La situazione «critica» che il rublo sta vivendo sui mercati valutari «non sarebbe stata immaginabile un anno fa neppure nel peggiore degli incubi», dice Serghej Shvezov, vicepresidente della Banca centrale russa. La moneta russa per parte della giornata è stata oltre quota 100 per un euro: sono bastati pochi minuti, martedì mattina, per capire che la mossa spettacolare di Bank Rossii, che la notte precedente aveva portato i tassi di interesse dal 10,5 al 17% nel tentativo disperato di interrompere il crollo del rublo, non sarebbe bastata, l’effetto esaurito in poco tempo.

Dopo aver ripreso fiato all’apertura dei mercati, il rublo era tornato a precipitare verso nuovi minimi assoluti: 80 rubli per un dollaro, addirittura 100 sull’euro, prima di risalire intorno a quota 90. Nel proseguo di martedì, il rublo ha provato a recuperare. Il rapporto di parità rispetto all'euro è fissato ora a 84,55 rubli per un euro, ancora in crescita rispetto ai 78 della chiusura di ieri, ma in netto miglioramento rispetto ai 100 toccati in mattinata. Migliora anche il rapporto di parità con il dollaro, ora fissato a 68,58 contro gli 80 dei massimi intraday e i 60 della chiusura di ieri.

Per dare un’idea della tempesta che si è abbattuta sulla moneta russa, basti pensare che tre mesi fa servivano 50 rubli per comprare un euro. In quello che gli analisti hanno battezzato “il giorno del giudizio” per il rublo, il petrolio è sceso per la prima volta dal luglio 2009 sotto la soglia dei 60 dollari al barile. Travolta anche la Borsa di Mosca, che perde il 19%, il crollo peggiore dal 1995.

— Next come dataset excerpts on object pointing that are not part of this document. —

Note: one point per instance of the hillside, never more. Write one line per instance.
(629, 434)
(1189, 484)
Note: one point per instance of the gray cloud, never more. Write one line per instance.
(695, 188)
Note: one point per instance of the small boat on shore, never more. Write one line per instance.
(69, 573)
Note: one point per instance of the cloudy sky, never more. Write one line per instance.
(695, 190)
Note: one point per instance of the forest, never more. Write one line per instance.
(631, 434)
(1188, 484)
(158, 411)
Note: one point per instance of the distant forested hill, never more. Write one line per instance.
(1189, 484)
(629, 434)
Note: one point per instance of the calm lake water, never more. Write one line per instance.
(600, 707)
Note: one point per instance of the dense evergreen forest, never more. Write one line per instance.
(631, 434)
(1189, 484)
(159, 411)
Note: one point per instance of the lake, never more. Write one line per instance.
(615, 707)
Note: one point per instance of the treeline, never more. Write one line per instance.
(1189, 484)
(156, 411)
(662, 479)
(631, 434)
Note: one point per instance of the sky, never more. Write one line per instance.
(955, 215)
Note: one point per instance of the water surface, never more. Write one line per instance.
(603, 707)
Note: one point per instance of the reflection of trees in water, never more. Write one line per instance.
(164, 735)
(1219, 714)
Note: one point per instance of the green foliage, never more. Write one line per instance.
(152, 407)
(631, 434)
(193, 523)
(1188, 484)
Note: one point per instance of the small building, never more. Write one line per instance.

Le banche russe impegnate sui mercati del cambio, scriveva questa mattina il quotidiano Izvestija, stanno iniziando a comprare tabelloni a cinque, non più quattro caselle: ma probabilmente non immaginavano di averne bisogno così presto. Come ha detto Shvezov, la barriera di un cambio oltre i 100 rubli sembrava invalicabile. Così, quella della Banca centrale russa chiamata al soccorso sembra ormai una battaglia contro una forza incontrollabile: se i ripetuti rialzi applicati fin qui (sei da marzo) non sono serviti, nel cuore della notte russa di lunedì, al termine di una riunione convocata in emergenza, Bank Rossii ha osato – anche qui – oltrepassare una soglia incredibile.

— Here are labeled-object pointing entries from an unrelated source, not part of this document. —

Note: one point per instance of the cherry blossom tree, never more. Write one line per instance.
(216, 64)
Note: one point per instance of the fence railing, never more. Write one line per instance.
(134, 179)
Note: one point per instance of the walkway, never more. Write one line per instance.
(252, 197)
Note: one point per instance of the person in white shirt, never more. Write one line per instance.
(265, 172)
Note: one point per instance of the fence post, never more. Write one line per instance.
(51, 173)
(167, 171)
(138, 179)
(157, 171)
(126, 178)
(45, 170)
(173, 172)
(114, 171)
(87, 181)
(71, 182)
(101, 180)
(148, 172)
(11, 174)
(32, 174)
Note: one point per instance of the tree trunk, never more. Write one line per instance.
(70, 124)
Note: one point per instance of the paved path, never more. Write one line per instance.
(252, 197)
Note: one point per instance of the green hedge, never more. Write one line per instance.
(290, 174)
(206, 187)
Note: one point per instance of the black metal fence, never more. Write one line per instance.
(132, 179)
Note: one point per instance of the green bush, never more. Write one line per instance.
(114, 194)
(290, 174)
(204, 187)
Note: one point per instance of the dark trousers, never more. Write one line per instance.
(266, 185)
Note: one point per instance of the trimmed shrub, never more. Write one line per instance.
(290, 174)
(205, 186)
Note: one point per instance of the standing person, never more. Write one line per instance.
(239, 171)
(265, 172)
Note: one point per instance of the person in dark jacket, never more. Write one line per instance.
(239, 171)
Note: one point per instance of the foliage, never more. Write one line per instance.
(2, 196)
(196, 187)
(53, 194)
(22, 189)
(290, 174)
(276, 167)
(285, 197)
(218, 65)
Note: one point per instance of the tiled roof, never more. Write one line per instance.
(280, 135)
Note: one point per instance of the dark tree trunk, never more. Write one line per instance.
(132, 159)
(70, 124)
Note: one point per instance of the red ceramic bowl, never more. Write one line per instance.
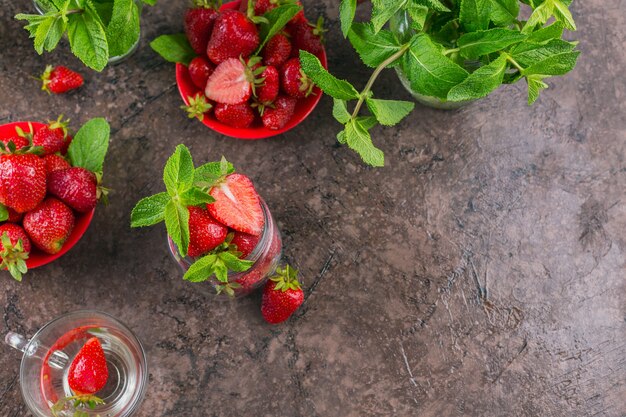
(304, 107)
(38, 258)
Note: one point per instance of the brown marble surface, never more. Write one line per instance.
(480, 273)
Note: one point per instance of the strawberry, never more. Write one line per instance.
(75, 186)
(237, 205)
(308, 37)
(14, 249)
(22, 181)
(234, 35)
(55, 162)
(232, 81)
(236, 115)
(268, 91)
(88, 372)
(205, 234)
(49, 225)
(245, 243)
(53, 137)
(199, 21)
(294, 81)
(200, 69)
(60, 79)
(276, 117)
(282, 295)
(277, 50)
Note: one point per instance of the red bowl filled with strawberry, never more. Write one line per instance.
(49, 187)
(238, 68)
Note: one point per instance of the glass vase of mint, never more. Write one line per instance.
(447, 53)
(219, 230)
(99, 32)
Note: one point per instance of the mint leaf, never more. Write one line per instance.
(428, 70)
(557, 64)
(340, 111)
(277, 19)
(373, 48)
(201, 270)
(332, 86)
(389, 112)
(178, 172)
(475, 44)
(90, 145)
(177, 224)
(359, 140)
(123, 29)
(174, 48)
(474, 14)
(481, 82)
(149, 210)
(347, 10)
(88, 38)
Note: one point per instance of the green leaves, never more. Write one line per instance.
(174, 48)
(90, 145)
(475, 44)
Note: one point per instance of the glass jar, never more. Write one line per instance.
(266, 256)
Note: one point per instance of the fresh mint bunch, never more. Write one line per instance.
(451, 50)
(96, 29)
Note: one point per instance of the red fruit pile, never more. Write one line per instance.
(242, 89)
(41, 192)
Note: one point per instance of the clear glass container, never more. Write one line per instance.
(47, 357)
(266, 256)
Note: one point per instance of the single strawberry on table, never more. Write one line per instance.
(60, 79)
(282, 295)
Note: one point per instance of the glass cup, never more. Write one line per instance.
(266, 256)
(42, 9)
(47, 357)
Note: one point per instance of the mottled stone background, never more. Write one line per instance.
(480, 273)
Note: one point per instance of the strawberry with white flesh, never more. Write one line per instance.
(282, 296)
(237, 205)
(14, 249)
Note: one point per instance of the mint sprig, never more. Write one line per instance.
(96, 29)
(453, 50)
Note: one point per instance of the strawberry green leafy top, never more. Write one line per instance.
(455, 50)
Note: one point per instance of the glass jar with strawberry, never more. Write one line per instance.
(220, 231)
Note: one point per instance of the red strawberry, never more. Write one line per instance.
(236, 115)
(277, 50)
(88, 372)
(234, 36)
(308, 37)
(277, 117)
(282, 295)
(49, 225)
(245, 243)
(75, 186)
(231, 82)
(14, 249)
(294, 81)
(268, 90)
(200, 69)
(199, 22)
(55, 162)
(60, 79)
(22, 181)
(205, 234)
(237, 205)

Come una mossa disperata, o per dimostrare di essere pronti a tutto: la decisione, spiega l’istituto guidato da Elvira Nabiullina in una nota indicata come «importante», mira a «contenere i rischi di deprezzamento del rublo, aumentati considerevolmente, e i rischi di aumento dell'inflazione». Che si sta avviando verso la doppia cifra. Basterà tutto questo a ricostruire un po’ di fiducia nell’economia russa? E a far trovare al rublo un punto di appoggio? Le turbolenze sui mercati, ha commentato martedì pomeriggio il portavoce di Vladimir Putin, Dmitrij Peskov, «sono trainate da emozioni e umori speculativi». (segui il cambio euro-rublo in tempo reale).

Gli economisti ripetono che, date le migliori condizioni delle riserve russe accumulate in questi anni, non è il caso di fare paragoni con la crisi del 1998, quel terribile agosto che portò alla svalutazione del rublo e al default del Cremlino sul proprio debito. Ma quell’anno resta come un punto di riferimento per dare l’idea del ritmo della caduta, e della gravità della situazione: lunedì, prima dell’annuncio della Banca centrale, la moneta russa era precipitata più del 10% sul dollaro, trascinata nell’abisso dall’aspettativa di nuovi cali del petrolio. Che implicano conseguenze sempre più preoccupanti per un’economia che basa un quarto del Pil sull’energia, e i propri conti su un prezzo che il greggio ha ormai abbandonato da tempo. Se resteremo sui livelli attuali, intorno ai 60 dollari il barile, la contrazione per il Pil russo nel 2015 potrebbe passare dall’attuale “zero virgola” al 4,5-4,7%, ha avvertito la Banca centrale. Contribuendo ad affondare ancora di più il rublo, che ormai in questo anno terribile ha dimezzato il proprio valore.

Prima di annunciare la propria decisione sui tassi, Bank Rossii sarebbe intervenuta più volte, lunedì, per cercare di salvare il rublo. Ma gli 80 miliardi di riserve spesi finora non sono bastati. Ed è proprio questo prosciugare le proprie risorse che alimenta il panico, perché le basi su cui può contare la Russia non dureranno all’infinito. Saranno messe alla prova, oltre che dal calo del petrolio, dalle scadenze sui debiti di banche e imprese che non possono più contare sui finanziamenti internazionali, a causa delle sanzioni. E su queste è intervenuto ieri il ministro degli Esteri russo, Serghej Lavrov: ho serie ragioni per supporre, ha ripetuto, che dietro le sanzioni ci sia la volontà degli Stati Uniti di destabilizzare la situazione e forzare un cambio di regime a Mosca. Che, secondo Lavrov, «ha sopravvalutato l’indipendenza della Ue e di alcuni grandi Paesi europei dagli Usa».